Ésa es, entonces, compañero, en suma, mi manera de cagarme en Perón". Y cuando Cooke hubo dicho esto, cuando Cooke hubo terminado de largarse esa parrafada, el silencio, allí, en la casa de los mecánicos, en la calle 27 de Abril, era otra vez como ya he dicho que era, es decir, el silencio, ahora, otra vez, podía cortarse con un tajo. Cooke respiró hondo, buscando un aire que necesitaba luego de todas esas palabras que le había arrojado a Salamanca, se recostó pesadamente sobre su silla, cruzó sus brazos sobre su abdomen y se quedó así, tranquilo, como en reposo, mirando fijo a Salamanca, a la espera.
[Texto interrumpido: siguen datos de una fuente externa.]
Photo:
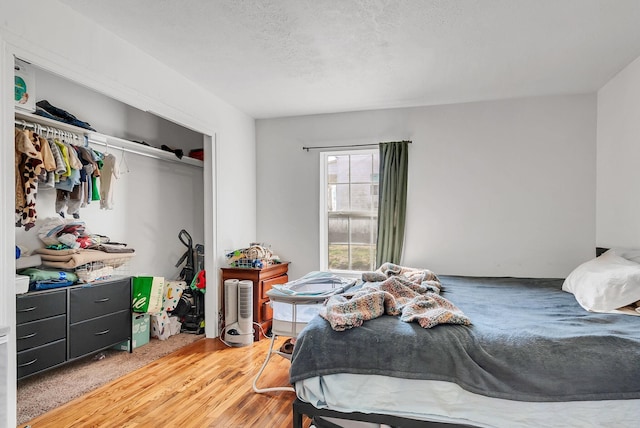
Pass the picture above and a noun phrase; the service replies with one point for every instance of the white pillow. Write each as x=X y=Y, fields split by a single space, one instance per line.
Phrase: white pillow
x=605 y=283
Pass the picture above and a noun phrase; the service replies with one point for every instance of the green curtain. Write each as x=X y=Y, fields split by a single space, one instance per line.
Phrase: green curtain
x=392 y=201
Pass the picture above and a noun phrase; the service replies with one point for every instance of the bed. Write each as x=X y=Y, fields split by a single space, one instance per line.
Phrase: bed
x=532 y=357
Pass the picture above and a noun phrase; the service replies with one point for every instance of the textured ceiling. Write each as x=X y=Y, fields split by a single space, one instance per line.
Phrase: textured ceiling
x=273 y=58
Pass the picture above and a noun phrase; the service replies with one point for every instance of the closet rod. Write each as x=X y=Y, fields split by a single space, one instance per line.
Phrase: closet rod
x=343 y=146
x=43 y=130
x=121 y=145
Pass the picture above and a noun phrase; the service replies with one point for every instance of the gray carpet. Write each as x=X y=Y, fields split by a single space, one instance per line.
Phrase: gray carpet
x=38 y=394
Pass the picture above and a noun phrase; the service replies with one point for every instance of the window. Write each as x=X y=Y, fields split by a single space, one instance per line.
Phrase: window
x=348 y=210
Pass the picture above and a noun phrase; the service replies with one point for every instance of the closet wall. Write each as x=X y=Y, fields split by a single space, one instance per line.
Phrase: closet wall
x=154 y=199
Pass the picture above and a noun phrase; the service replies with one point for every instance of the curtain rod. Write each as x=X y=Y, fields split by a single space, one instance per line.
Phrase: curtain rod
x=347 y=145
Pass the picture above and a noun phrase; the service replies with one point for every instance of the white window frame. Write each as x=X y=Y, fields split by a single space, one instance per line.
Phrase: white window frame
x=324 y=218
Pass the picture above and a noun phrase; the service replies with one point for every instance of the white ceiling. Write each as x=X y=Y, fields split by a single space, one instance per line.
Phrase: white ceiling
x=273 y=58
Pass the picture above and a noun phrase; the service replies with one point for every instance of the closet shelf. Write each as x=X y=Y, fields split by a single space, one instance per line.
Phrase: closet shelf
x=106 y=141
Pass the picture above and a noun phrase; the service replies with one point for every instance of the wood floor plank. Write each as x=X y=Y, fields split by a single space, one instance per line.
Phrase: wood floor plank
x=204 y=384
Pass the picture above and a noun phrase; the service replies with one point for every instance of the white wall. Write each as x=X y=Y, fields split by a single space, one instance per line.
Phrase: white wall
x=618 y=185
x=63 y=42
x=495 y=188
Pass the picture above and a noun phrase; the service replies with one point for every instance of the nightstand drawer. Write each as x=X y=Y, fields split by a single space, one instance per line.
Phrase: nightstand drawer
x=36 y=333
x=268 y=283
x=40 y=305
x=43 y=357
x=100 y=299
x=99 y=333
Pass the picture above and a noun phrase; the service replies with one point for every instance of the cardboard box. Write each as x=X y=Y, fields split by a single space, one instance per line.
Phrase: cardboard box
x=141 y=330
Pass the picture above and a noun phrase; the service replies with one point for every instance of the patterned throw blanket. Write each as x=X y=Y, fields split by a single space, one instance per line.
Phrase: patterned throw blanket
x=414 y=294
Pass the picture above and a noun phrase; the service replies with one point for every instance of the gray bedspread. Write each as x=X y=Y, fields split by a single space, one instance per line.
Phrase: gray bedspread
x=529 y=341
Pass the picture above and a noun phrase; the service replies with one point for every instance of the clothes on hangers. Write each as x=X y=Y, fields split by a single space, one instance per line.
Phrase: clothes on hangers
x=28 y=166
x=110 y=172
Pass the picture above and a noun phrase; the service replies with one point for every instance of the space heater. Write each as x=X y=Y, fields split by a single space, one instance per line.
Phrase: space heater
x=238 y=312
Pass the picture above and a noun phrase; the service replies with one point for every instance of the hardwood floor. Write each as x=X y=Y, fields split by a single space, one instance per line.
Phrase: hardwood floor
x=205 y=384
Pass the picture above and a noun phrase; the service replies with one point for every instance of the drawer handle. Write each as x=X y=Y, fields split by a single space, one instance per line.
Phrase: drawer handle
x=28 y=336
x=28 y=364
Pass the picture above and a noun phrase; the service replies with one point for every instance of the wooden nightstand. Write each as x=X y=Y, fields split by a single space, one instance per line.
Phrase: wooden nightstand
x=263 y=279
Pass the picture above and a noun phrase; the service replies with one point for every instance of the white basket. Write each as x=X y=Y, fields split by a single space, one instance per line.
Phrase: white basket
x=103 y=270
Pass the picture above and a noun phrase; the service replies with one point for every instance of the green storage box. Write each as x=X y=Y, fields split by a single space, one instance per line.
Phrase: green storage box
x=141 y=332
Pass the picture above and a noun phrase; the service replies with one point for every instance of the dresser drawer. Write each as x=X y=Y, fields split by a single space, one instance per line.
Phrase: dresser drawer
x=99 y=299
x=267 y=284
x=40 y=305
x=98 y=333
x=40 y=358
x=40 y=332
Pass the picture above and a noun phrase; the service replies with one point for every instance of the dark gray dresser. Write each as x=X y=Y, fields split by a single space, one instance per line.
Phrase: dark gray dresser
x=60 y=325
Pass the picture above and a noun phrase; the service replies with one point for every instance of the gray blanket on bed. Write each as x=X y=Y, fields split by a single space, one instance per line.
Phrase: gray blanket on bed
x=530 y=341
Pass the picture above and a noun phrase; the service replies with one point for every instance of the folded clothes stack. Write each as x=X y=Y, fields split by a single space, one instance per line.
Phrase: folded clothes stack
x=72 y=258
x=40 y=279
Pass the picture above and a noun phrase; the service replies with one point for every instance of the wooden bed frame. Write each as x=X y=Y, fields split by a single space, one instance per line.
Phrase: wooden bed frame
x=301 y=408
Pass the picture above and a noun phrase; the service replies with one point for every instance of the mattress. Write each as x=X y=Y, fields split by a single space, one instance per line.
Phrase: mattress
x=532 y=356
x=446 y=402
El flaco Marimón se había apartado levemente de Salamanca, es decir, ya no se lo veía inclinado sobre el líder de los mecánicos, sobre el hombre que poseía el don de atraer las vibraciones y convertirlas en acontecimientos, en René Rufino Salamanca, sino que, tal como lo he dicho, ahora se lo veía apartado, o, quizá, más precisamente, se lo veía más inclinado sobre Cooke que sobre Salamanca, pues lo miraba con una fascinación que se le adivinaba pese a sus anteojos densos y con una sonrisa que era casi de gratitud, un reconocimiento hondo, verdadero, y que se abría espacio entre su barba bien recortada pero espesa de ideólogo cordobés y revolucionario. Y entonces Salamanca tajeó el silencio porque dijo: "Mirá Gordo, aunque vos te cagues en Perón de una manera y nosotros de otra, ya sé que estamos en la misma trinchera". Hizo una breve pausa y añadió: "En el mismo lado de la lucha, compañero"Entonces alguien tajeó definitivamente el silencio y gritó: "¡Viva el compañero Cooke!". Y otro gritó: "¡Viva el peronismo revolucionario!". Y un gordo enorme, mucho más alto y más gordo que Cooke, un mecánico, un hombre de la calle 27 de Abril, un morocho a quien todos, coherentemente, le decían negro, un morocho que se llamaba como Salamanca, pero no René, sino Rufino, es decir, que tenía el más sonoro y el más viril de los dos nombres de Salamanca, el negro Rufino, entonces se trepó a una silla con una agilidad que en él era un desatino, elevó su brazo, cerró su puño, lo hizo girar vertiginosamente y con toda su alma gritó: "¡Viva Perón, carajo!".